Homélie Mgr J-C. Dufour – 8 Juillet 2018 – 14e Dimanche Ordinaire « B » Marc 6, 1-6

Homélie Mgr Jean-Charles Dufour, Aumônier des Servantes de Jésus-Marie

HOMÉLIE : 8 Juillet 2018 – 14e Dimanche Ordinaire « B » (  Marc 6, 1-6 )

Liturgie des Heures : semaine : II

 

Trois lectures et trois situations semblables !

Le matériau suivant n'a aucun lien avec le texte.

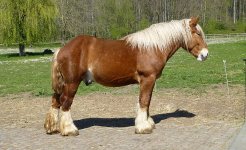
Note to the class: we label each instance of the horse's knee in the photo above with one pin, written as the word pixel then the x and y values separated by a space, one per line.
pixel 56 101
pixel 51 123
pixel 144 124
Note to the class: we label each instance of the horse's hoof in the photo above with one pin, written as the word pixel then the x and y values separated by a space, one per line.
pixel 52 132
pixel 71 133
pixel 144 131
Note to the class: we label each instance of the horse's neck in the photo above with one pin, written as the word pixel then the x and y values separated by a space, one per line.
pixel 170 50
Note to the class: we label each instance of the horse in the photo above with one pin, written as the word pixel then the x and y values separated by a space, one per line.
pixel 137 58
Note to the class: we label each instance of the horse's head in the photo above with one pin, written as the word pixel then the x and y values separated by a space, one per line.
pixel 197 45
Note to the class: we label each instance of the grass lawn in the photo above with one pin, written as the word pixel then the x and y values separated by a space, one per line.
pixel 32 73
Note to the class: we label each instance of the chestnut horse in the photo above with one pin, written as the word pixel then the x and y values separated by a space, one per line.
pixel 138 58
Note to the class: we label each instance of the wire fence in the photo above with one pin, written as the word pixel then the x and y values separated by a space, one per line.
pixel 225 38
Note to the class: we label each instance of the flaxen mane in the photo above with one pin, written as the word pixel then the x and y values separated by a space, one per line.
pixel 162 35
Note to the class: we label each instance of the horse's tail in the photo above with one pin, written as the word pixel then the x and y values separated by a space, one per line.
pixel 56 75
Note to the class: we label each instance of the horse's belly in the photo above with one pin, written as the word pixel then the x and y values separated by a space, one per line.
pixel 114 78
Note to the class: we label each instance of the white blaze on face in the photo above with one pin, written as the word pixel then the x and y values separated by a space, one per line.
pixel 203 54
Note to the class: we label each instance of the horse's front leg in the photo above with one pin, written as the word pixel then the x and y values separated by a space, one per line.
pixel 67 126
pixel 143 122
pixel 51 121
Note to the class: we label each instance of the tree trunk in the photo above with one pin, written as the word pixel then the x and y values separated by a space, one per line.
pixel 22 49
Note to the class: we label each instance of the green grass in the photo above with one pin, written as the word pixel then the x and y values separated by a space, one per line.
pixel 183 70
pixel 25 74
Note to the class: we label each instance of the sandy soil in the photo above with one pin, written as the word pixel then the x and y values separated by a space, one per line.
pixel 185 119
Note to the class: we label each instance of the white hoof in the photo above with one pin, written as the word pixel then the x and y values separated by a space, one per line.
pixel 67 127
pixel 51 121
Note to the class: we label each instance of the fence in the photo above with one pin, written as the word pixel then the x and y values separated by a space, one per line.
pixel 224 38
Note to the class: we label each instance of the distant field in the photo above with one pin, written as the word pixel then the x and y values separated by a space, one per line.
pixel 32 73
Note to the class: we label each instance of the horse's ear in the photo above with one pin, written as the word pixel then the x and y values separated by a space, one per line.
pixel 194 21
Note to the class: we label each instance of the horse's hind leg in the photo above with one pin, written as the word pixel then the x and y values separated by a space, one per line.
pixel 51 121
pixel 67 126
pixel 143 122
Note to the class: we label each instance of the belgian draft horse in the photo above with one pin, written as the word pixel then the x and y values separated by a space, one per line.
pixel 138 58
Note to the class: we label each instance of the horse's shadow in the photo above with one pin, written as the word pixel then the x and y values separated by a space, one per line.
pixel 126 122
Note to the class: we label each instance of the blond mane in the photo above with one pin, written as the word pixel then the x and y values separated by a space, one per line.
pixel 162 35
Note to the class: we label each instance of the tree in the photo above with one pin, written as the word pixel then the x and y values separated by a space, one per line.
pixel 27 21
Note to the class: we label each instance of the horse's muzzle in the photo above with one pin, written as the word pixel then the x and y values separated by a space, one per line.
pixel 203 54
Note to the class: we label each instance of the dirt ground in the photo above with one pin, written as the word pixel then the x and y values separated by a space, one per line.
pixel 185 119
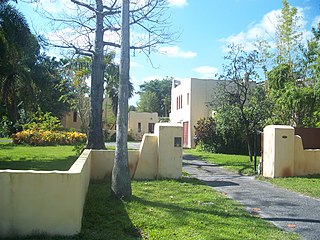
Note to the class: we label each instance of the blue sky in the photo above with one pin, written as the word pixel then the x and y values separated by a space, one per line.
pixel 206 27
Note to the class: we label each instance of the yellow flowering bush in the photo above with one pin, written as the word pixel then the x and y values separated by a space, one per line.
pixel 46 138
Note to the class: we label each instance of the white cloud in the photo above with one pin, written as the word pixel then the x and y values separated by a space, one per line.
pixel 265 29
pixel 135 64
pixel 175 51
pixel 315 21
pixel 206 71
pixel 178 3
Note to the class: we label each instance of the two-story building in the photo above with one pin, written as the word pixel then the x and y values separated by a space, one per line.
pixel 190 101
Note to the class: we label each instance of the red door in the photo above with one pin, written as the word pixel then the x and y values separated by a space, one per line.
pixel 185 134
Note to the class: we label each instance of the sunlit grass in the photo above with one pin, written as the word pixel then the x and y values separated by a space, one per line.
pixel 169 209
pixel 21 157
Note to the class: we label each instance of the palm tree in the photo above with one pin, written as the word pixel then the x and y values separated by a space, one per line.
pixel 18 51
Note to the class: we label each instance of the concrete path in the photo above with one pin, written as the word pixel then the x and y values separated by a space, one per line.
pixel 287 210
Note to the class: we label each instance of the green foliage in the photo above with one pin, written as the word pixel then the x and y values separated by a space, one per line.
pixel 7 127
pixel 288 35
pixel 307 185
pixel 48 138
pixel 148 102
pixel 22 157
pixel 164 119
pixel 42 122
pixel 206 135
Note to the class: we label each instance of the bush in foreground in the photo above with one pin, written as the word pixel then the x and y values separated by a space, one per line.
pixel 48 138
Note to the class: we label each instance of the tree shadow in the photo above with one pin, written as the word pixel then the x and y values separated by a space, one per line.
pixel 35 164
pixel 104 217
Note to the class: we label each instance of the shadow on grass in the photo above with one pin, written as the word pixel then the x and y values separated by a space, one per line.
pixel 211 160
pixel 104 217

Dans la 1re, on voyait le Seigneur choisir Ézéchiel pour l’envoyer vers un peuple de rebelles, vers des gens qui ont le visage dur et le cœur obstiné. On sait que le prophète trouvait qu’il n’avait pas les capacités nécessaires pour accomplir une mission pareille et pourtant l’histoire nous démontre qu’il a été un merveilleux serviteur, un prophète extraordinaire parce que la force de Dieu était avec lui.

 

Situation semblable pour l’apôtre Paul dans la 2e lecture. Comme Ézéchiel, il a fait l’expérience de la faiblesse. Il déclare avoir « Une écharde dans la chair. » On ne sait pas trop ce que c’était, mais sûrement quelque chose qui l’humiliait et le faisait souffrir. Il vient de nous dire ce qui le faisait souffrir : « Les insultes, les contraintes, les persécutions, les situations angoissantes. »

 

Mais lui aussi, comme Ézéchiel, a été un serviteur extraordinaire parce que la puissance de Dieu était avec lui. Il a parcouru le monde pour annoncer l’évangile, il a fondé de nombreuses communautés d’Église, réalisé des choses impressionnantes. Il avait bien raison de déclarer que :
« La puissance de Dieu donne toute sa mesure dans la faiblesse » « Lorsque je suis faible, c’est alors que je suis fort. »

 

Même situation dans l’Évangile ! Les proches de Jésus étaient profondément choqués à son sujet. Ce qui fait que Jésus s’étonne de leur manque de foi, qu’il ne peut faire beaucoup de miracles, et qu’il est même obligé de changer de projet et s’en aller vers d’autres villages. On voit que le cœur de l’homme est capable de paralyser le Bon Dieu.
« N’est-il pas le fils de Marie », disent les gens.
Mettez-vous à la place de Marie, un moment ! Elle découvre que son Fils n’est pas aimé ni accueilli, que, à la manière d’Ézéchiel et de Paul, il doit exercer sa mission en empruntant un chemin d’humilité et de pauvreté qui ira jusqu’à la croix, signe de faiblesse extrême. Apparemment tout est perdu ! C’est la défaite totale. Et pourtant, la puissance de Dieu était avec lui et il remportera la plus grande victoire qu’on puisse imaginer, la victoire de la vie sur la mort.

 

Nous faisons la même expérience de faiblesse dans notre vie de croyants ! Nous sommes des baptisés, des témoins de Jésus, des prophètes, nous avons une grande mission à remplir, mais il nous semble qu’on nous demande quelque chose qui est au-dessus de nos forces. On se sent petits et faibles. Il faut apprendre à mettre dans notre cœur l’affirmation de Saint Paul : « La puissance de Dieu donne toute sa mesure dans la faiblesse. » Nous sommes appelés à être des prophètes, avec la grâce de Dieu qui rend les plus faibles capables de faire des merveilles.

 

Dans notre monde, il y a plein de ces petits qui sont grands aux yeux de Dieu, pleins de ces faibles qui sont forts à cause de Dieu et pour lui. On n’a qu’à penser à mère Teresa, par exemple.
Il y a un président africain qui déclarait dans un discours : « Nous n’avons pas la puissance d’envoyer des vaisseaux dans l’espace, mais nous pouvons lancer des fusées d’amour vers tous nos semblables où qu’ils soient. »
Comme au temps du Christ, il y a toujours aujourd’hui, des prophètes, des apôtres de l’amour qui fréquentent des samaritains hérétiques, des Marie-Madeleine parfumées, des Zachée scandaleux.

 

« La puissance de Dieu donne toute sa mesure dans la faiblesse. »
Au cours de notre célébration, reconnaissons d’abord les dons que le Seigneur nous fait. En le faisant, c’est le donateur lui-même que nous accueillerons. Laissons entrer dans notre cœur, comme un grand rayon de soleil, la force et la puissance du Seigneur ; c’est elle qui nous rend capables d’être prophètes et de réaliser des merveilles.